43. The method of any of claims 40 to 42, wherein the modelling of harmony features of the music signal comprises modelling chords of a music signal, the method further comprising: receiving at octave filter banks a music signal segmented into frames and extracting tonal characteristics of musical notes in frames; constructing pitch class profile vectors from the tonal characteristics; training a first layer model by the pitch class profile vectors and outputting probabilistic vectors; and training a second layer model by the probabilistic vectors thereby to model chords of the music signal.

44. The method of any of claims 40 to 42, wherein the modelling of music region content comprises modelling music region content of a segmented music signal, the method further comprising: receiving at octave scale filter banks a frame of a segmented music signal and deriving a frequency response of the segmented music signal; and deriving octave cepstral coefficients of the music signal from the frequency response of the octave filter banks and deriving feature matrices comprising octave cepstral coefficients of the music signal for music regions.
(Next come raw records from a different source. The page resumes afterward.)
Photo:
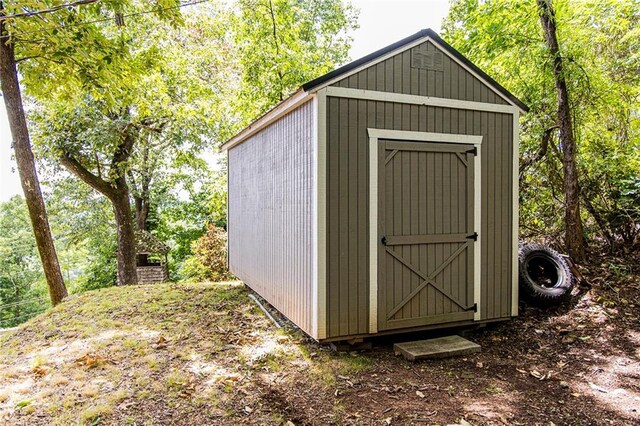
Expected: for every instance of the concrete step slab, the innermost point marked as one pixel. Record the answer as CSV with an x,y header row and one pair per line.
x,y
441,347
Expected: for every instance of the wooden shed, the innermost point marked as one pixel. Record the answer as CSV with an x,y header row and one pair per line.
x,y
382,197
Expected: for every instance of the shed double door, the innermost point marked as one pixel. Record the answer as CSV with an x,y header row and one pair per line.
x,y
425,229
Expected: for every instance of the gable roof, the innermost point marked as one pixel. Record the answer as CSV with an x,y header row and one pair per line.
x,y
338,72
307,90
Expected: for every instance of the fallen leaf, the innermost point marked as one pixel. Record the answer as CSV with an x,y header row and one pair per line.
x,y
39,371
598,388
90,360
161,343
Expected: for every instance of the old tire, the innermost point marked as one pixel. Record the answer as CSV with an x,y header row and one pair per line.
x,y
545,276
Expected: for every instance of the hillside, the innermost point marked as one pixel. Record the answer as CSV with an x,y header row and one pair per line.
x,y
205,354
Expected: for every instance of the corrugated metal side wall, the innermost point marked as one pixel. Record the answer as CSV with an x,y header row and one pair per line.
x,y
270,213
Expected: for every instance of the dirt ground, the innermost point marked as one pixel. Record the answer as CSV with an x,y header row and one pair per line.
x,y
205,354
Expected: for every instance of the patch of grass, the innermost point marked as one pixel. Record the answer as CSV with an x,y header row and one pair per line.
x,y
176,380
23,403
94,414
494,389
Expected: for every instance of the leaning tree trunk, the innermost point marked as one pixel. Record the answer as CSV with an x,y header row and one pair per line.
x,y
574,236
117,192
27,171
126,254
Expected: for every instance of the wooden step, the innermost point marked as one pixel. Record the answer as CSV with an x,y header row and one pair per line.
x,y
441,347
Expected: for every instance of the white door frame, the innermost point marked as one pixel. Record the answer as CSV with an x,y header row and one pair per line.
x,y
374,136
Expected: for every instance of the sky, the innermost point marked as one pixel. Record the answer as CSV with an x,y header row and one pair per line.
x,y
382,22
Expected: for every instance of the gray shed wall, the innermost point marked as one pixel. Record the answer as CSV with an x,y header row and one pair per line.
x,y
348,180
270,213
396,75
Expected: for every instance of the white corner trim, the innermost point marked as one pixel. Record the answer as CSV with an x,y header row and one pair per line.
x,y
477,224
515,212
424,136
374,136
321,214
374,95
373,232
382,58
269,117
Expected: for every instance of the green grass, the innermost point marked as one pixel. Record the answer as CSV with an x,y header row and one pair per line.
x,y
201,349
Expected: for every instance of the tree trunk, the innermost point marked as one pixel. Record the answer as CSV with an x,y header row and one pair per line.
x,y
574,236
117,192
126,255
142,214
27,170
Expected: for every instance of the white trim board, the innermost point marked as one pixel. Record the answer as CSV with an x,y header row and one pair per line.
x,y
515,214
284,107
321,214
374,136
400,49
401,98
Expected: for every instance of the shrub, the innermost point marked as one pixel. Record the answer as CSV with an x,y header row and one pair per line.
x,y
209,260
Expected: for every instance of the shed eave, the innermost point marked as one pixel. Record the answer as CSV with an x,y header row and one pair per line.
x,y
405,44
287,105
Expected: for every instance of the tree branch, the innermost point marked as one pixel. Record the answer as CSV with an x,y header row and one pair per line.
x,y
75,167
50,10
544,145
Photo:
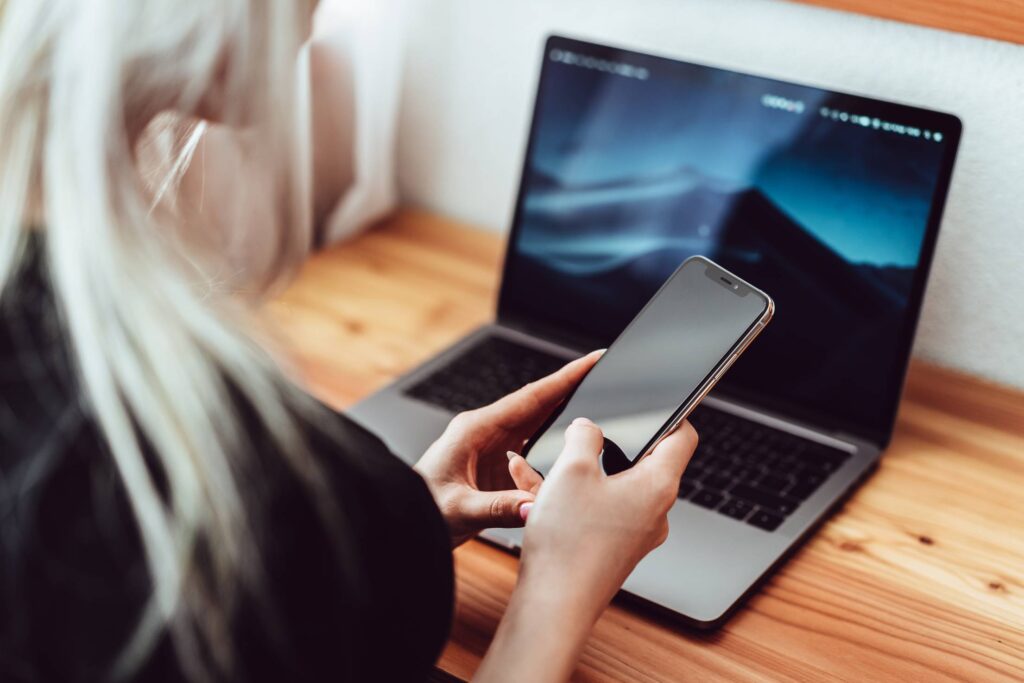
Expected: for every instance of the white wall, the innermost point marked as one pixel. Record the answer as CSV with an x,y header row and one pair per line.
x,y
472,69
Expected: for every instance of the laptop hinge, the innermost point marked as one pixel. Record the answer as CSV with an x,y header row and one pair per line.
x,y
581,343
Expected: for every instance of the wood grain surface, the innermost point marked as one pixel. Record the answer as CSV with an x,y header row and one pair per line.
x,y
920,578
1003,19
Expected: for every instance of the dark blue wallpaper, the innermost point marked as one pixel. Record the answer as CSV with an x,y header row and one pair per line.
x,y
826,212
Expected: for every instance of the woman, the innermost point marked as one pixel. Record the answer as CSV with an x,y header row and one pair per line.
x,y
171,506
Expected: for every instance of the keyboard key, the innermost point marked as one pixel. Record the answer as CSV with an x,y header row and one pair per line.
x,y
773,483
716,480
708,499
764,499
736,509
483,374
769,521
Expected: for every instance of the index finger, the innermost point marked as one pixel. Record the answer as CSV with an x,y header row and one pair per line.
x,y
531,404
672,454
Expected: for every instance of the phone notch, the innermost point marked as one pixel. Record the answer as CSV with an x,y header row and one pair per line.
x,y
725,280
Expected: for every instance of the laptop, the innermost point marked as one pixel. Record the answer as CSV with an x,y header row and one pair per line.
x,y
829,202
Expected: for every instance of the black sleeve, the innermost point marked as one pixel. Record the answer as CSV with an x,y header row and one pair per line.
x,y
366,594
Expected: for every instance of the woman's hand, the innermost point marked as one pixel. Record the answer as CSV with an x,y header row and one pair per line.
x,y
467,469
588,530
586,534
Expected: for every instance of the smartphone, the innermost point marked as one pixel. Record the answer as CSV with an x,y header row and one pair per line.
x,y
662,366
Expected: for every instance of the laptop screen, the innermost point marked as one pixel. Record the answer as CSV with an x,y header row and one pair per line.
x,y
828,202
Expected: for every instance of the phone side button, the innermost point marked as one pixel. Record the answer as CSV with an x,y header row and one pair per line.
x,y
726,367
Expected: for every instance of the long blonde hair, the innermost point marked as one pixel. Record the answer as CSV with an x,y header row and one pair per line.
x,y
159,350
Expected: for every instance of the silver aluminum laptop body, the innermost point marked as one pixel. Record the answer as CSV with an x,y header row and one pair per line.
x,y
710,562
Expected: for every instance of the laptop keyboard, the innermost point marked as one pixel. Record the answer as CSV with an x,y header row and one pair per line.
x,y
751,472
741,469
492,369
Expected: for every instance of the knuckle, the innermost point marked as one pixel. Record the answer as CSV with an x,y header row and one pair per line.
x,y
463,421
691,434
576,466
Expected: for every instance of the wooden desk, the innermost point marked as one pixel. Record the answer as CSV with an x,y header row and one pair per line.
x,y
921,577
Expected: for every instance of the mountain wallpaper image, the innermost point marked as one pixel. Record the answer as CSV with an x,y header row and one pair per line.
x,y
628,178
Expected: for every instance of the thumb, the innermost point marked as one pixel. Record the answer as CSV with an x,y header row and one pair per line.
x,y
485,509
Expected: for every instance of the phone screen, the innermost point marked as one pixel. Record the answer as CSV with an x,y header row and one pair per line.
x,y
658,363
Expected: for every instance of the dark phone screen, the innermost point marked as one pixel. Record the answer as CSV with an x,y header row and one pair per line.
x,y
658,361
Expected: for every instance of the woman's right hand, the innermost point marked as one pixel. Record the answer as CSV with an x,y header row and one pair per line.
x,y
588,530
585,534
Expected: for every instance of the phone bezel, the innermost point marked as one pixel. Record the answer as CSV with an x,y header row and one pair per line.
x,y
710,380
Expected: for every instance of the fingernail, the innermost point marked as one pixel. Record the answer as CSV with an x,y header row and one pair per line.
x,y
524,510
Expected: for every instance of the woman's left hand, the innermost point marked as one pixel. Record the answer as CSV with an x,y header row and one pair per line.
x,y
467,469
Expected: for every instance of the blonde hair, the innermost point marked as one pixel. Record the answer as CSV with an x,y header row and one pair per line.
x,y
160,351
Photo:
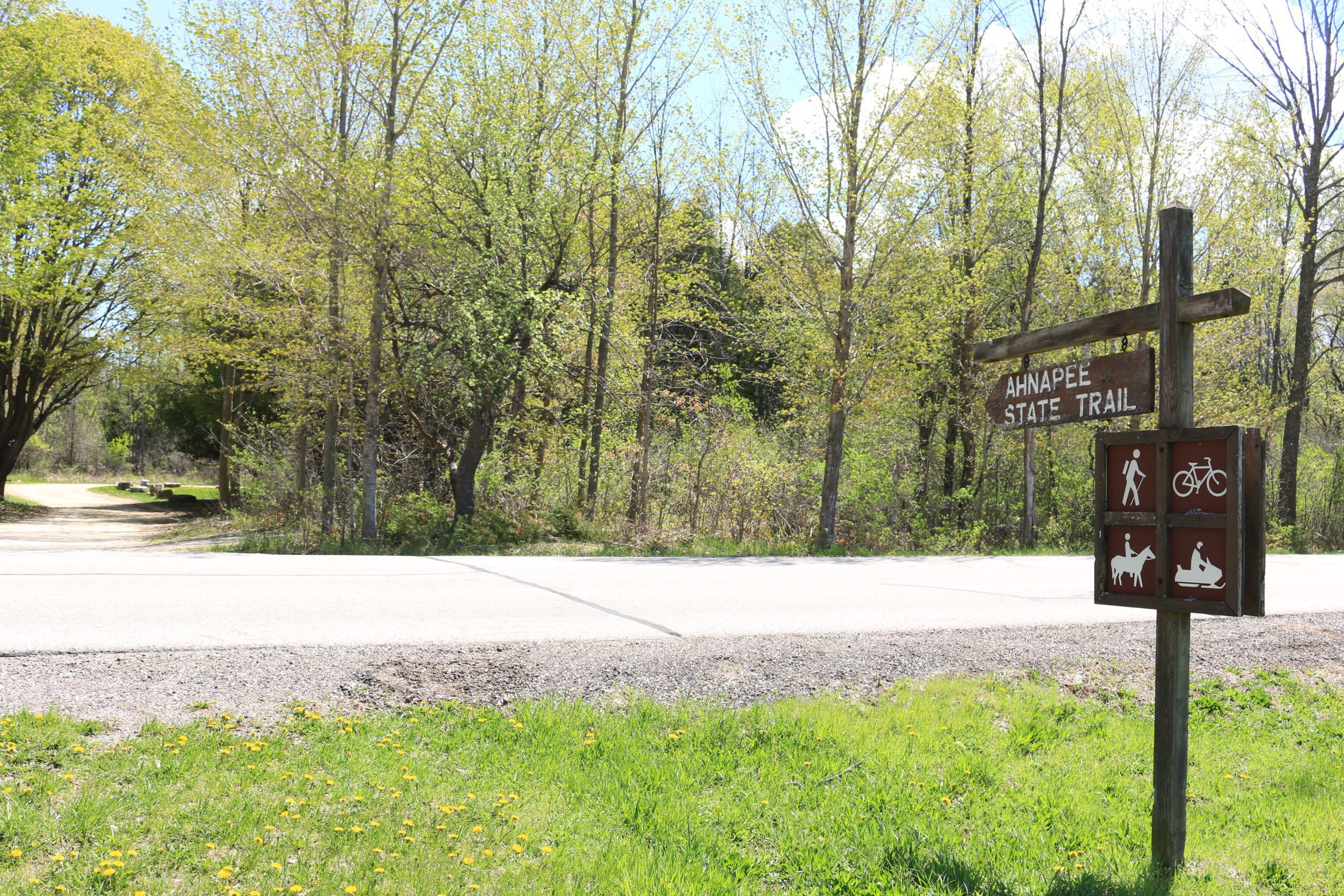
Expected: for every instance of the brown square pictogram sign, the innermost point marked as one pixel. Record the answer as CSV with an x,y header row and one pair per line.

45. The method of any of claims 40 to 42, the method further comprising tokenizing a segmented music signal, the method comprising receiving a frame of a segmented music signal and determining a probability a frame of the music signal corresponds with a token symbol of a token library, and determining a token for the frame accordingly.

46. The method of claim 45, further comprising constructing a vector of a tokenized music signal by constructing a vector having a vector element defining a token symbol score for the frame of the tokenized music signal.

47. The method of claim 46, further comprising determining a similarity between a query music segment and a stored music segment, the method comprising determining a similarity score representing a similarity between a query music vector associated with the query music segment and a stored music vector associated with the stored music segment.

48. A method of modelling chords of a music signal, the method comprising: receiving at octave filter banks a music signal segmented into frames and extracting tonal characteristics of musical notes in frames; constructing pitch class profile vectors from the tonal characteristics; training a first layer model by the pitch class profile vectors and outputting probabilistic vectors; and training a second layer model by the probabilistic vectors thereby to model chords of the music signal.

49. A method of modelling music region content of a segmented music signal, the method comprising: receiving at octave scale filter banks a frame of a segmented music signal and deriving a frequency response of the segmented music signal; and deriving octave cepstral coefficients of the music signal from the frequency response of the octave filter banks and deriving feature matrices comprising octave cepstral coefficients of the music signal for music regions

50. A method of tokenizing a segmented music signal, the method comprising receiving a frame of the segmented music signal at a tokenization module and determining a probability the frame of the music signal corresponds with a token symbol of a token library, and determining a token for the frame accordingly.

51. A method of constructing a vector for a frame of a tokenized music signal, the method comprising constructing a vector having a vector element defining a token symbol score for the frame of the tokenized music signal.

52. A method of determining a similarity between a query music segment and a stored music segment, the method comprising determining a similarity score representing a similarity between a query music vector associated with the query music segment and a stored music vector associated with the stored music segment.

53. A computer readable medium having computer code stored thereon for implementing the method of any of claims 40 to 52.